6. Die Ansprüche der Klägerin sind entgegen der Auffassung des Erstgerichts nicht verjährt.

a) Absolute Verjährung gemäß § 199 Abs. 2 BGB ist nicht eingetreten. b)

Die Ansprüche der Klägerin sind auch nicht gemäß §§ 195, 199 Abs. 1 BGB, Art. 229 § 6 Abs. 1 S. 1 EGBGB verjährt.

aa) Die regelmäßige Verjährungsfrist von drei Jahren beginnt gemäß § 199 Abs. 1 BGB mit dem Schluss des Jahres, in dem der Anspruch entstanden ist und in dem der Gläubiger von den den Anspruch begründenden Umständen und der Person des Schuldners Kenntnis erlangt oder ohne grobe Fahrlässigkeit erlangen müsste.

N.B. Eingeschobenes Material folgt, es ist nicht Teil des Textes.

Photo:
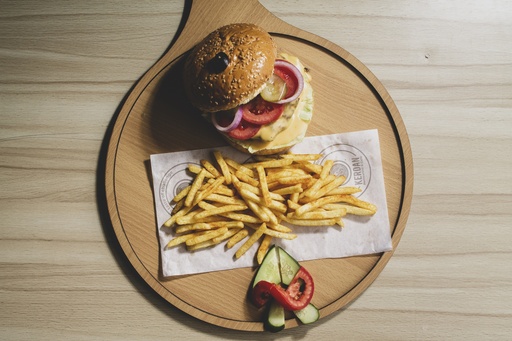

Bei Schadensersatzansprüchen wegen Aufklärungsmängeln beginnt die Verjährung nicht schon dann, sobald der nicht aufgeklärte Patient einen Schaden aufgrund der medizinischen Behandlung feststellt. Hinzutreten muss vielmehr auch die Kenntnis, dass der Schaden nicht auf einem Behandlungsfehler beruht, sondern eine spezifische Komplikation der Behandlung ist, über die er - was dem behandelnden Arzt bekannt sein musste - hätte aufgeklärt werden müssen (BGH VersR 2007, 66, 69; VersR 1990, 795). Es ist daher zu unterscheiden: Im Falle einer gänzlich fehlenden Aufklärung beginnt die Verjährung mit Kenntnis der Realisierung eines Operationsrisikos (OLG Jena, Urteil vom 05.06.2012, 4 U 159/11, Rz. 43). Ist eine Aufklärung grundsätzlich erfolgt, so ist dem Patienten zuzumuten, sich bei Eintritt einer Komplikation über den Umfang der Aufklärungspflicht zu erkundigen (OLG München, Urteil vom 30.09.2004, 1 U 3940/03, Rz. 99). Versäumt er dies, so beginnt die regelmäßige Verjährungsfrist ab Eintritt des Schadens zu laufen und nicht erst dann, wenn das Vorliegen eines zunächst vermuteten ärztlichen Behandlungsfehlers widerlegt ist (OLG München a. a. O.). Es gilt jedoch auch der Grundsatz, dass ein Patient nicht verpflichtet ist, sich im Hinblick auf einen Haftungsprozess medizinisches Fachwissen zu anzueignen (BGH, Urteil vom 10.10.2006, VI ZR 74/05, Rz. 24; OLG Karlsruhe, Urteil vom 09.05.2012, 7 U 44/11, Rz. 24).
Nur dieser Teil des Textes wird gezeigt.